Adrian Newey said it was “really special” after getting behind the wheel of his old friend Niki Lauda’s Ferrari 312T at Goodwood.
Lauda won his World Championship with the 312 and established one of the biggest differences between first and second position in F1 history and even years after his death it remains one of the iconic cars in the history of the sport.
This year’s focus is on Newey at the Goodwood Festival of Speed, but while he spent a lot of time talking about the Red Bull hypercar he designed on Saturday morning, he was able to talk about another car he played no role in. the design of.
He boarded Lauda’s 312 to climb Goodwood Hill and described it as “really special”.
“Driving Niki’s old car, his championship-winning car, is so special,” Newey said. “I knew Niki pretty well, so to be sitting here in the same seat and just thinking about what will have to have happened and how she prepared before we started and it’s all special. “
Newey’s race is one of several held in honor of Lauda and the Red Bull designer said it was a “fitting tribute” to one of F1’s best-known names.

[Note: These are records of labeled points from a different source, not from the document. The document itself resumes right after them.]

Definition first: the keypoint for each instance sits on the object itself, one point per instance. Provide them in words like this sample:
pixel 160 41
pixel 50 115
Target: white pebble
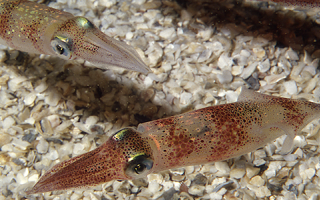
pixel 225 77
pixel 196 190
pixel 168 33
pixel 154 187
pixel 78 148
pixel 92 120
pixel 22 176
pixel 237 173
pixel 291 87
pixel 262 192
pixel 41 87
pixel 264 66
pixel 185 98
pixel 8 122
pixel 29 99
pixel 257 181
pixel 23 145
pixel 222 167
pixel 251 171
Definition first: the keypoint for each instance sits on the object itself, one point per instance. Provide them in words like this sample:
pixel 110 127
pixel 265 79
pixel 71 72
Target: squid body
pixel 202 136
pixel 36 28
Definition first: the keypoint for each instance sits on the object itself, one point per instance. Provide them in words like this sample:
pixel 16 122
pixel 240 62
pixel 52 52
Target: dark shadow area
pixel 288 27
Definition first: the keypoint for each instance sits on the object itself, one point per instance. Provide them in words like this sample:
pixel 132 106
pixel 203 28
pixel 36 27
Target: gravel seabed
pixel 200 53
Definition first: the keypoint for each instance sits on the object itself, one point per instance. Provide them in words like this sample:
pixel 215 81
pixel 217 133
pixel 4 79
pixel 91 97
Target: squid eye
pixel 139 166
pixel 62 46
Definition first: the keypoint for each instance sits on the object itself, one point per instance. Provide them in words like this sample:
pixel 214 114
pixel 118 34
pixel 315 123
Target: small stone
pixel 257 181
pixel 196 190
pixel 8 122
pixel 78 149
pixel 222 167
pixel 29 99
pixel 154 187
pixel 42 146
pixel 23 145
pixel 225 77
pixel 237 173
pixel 185 98
pixel 168 33
pixel 264 66
pixel 252 171
pixel 291 87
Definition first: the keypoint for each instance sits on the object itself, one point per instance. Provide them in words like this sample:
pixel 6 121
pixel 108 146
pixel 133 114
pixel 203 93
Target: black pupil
pixel 60 49
pixel 139 168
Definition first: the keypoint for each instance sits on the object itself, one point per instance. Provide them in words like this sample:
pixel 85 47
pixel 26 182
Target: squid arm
pixel 202 136
pixel 36 28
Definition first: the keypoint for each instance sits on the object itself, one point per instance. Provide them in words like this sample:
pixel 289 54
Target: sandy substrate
pixel 200 53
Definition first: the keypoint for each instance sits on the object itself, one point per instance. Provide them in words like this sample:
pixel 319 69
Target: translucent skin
pixel 202 136
pixel 298 3
pixel 31 27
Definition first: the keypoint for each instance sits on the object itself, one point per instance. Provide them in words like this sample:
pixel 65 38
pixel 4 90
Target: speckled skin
pixel 31 27
pixel 197 137
pixel 298 3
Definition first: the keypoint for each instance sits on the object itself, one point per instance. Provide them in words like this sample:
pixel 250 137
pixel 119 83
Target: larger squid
pixel 36 28
pixel 202 136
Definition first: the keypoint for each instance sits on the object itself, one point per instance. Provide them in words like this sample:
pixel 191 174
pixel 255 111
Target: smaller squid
pixel 202 136
pixel 36 28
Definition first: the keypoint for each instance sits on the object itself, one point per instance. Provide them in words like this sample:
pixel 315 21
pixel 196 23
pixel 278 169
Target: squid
pixel 306 4
pixel 36 28
pixel 198 137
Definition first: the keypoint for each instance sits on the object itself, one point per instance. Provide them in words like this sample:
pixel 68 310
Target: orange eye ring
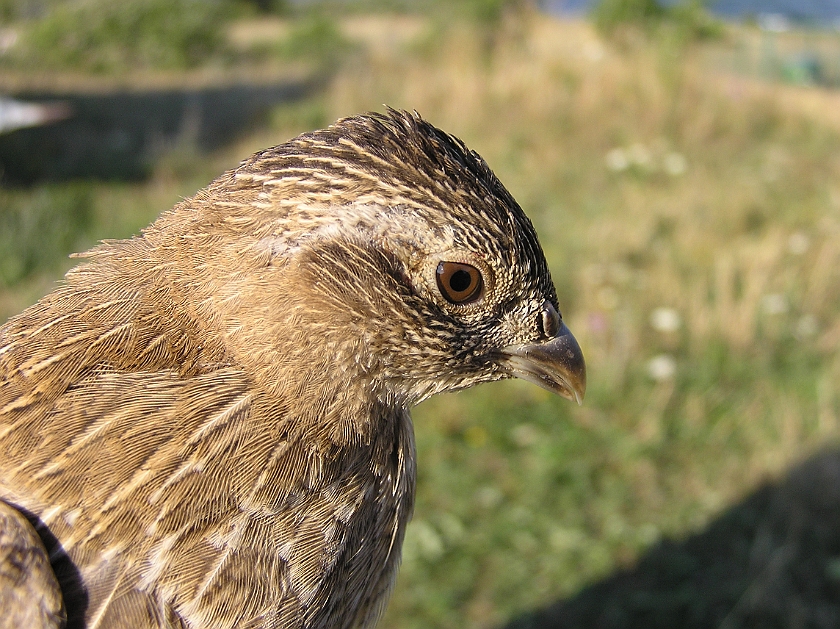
pixel 459 283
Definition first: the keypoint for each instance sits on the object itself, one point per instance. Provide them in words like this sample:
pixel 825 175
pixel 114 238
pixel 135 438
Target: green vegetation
pixel 691 219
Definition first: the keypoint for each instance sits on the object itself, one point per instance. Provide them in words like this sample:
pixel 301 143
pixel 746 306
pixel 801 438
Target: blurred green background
pixel 684 177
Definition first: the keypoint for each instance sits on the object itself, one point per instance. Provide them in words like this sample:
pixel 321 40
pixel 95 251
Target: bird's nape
pixel 212 418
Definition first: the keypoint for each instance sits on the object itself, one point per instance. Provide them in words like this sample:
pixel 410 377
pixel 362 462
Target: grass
pixel 656 181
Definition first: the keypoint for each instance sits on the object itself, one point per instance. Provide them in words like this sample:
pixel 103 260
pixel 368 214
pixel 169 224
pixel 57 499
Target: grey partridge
pixel 207 425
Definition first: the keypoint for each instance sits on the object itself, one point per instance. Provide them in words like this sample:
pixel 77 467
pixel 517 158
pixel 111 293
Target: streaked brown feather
pixel 211 418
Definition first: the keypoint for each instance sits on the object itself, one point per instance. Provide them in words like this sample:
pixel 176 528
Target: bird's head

“It’s surely amazing and it’s a very fitting tribute to him,” Newey said. “Cars are very different. I mean, I love those cars. The 1967 and 1968 Lotus 49 was the first car I started looking for, and then when we were gifted this car, when I was 15, I did a portrait of it for my art project.
? Red Bull RB17: The £5 million hypercar Adrian Newey is now focusing on
? Red Bull launches long-awaited RB17 with Adrian Newey’s huge footprint
“As far as engineering at the time, it would have had to have been a desirable box to paint because, on the plus side, you had a rule book of about two pages, but the budgets are small, and I think the most important thing is that you don’t have the study tools.
This exclusive design is a two-seater powered by a naturally aspirated V10 engine that Red Bull claims will produce more than 1,000 hp, complemented by a two-hundred-hp electric motor with an Energy Recovery System [ERS] that is already a long-standing feature. . of Formula 1 cars.
The car itself will be designed around a carbon composite cockpit that will use floor effect aerodynamics, the same flavor used in Formula 1 cars, generating significant downforce from the floor of the car and weighing less than 900kg.
Due to the lack of technical restrictions on the car, the RB17 will also feature some of Newey’s most notable inventions in Formula 1, such as the active suspension that propelled Williams to dominance in the early 1990s, as well as the burst exhausts. Array, an innovation that propelled Red Bull to the front of the group in 2009.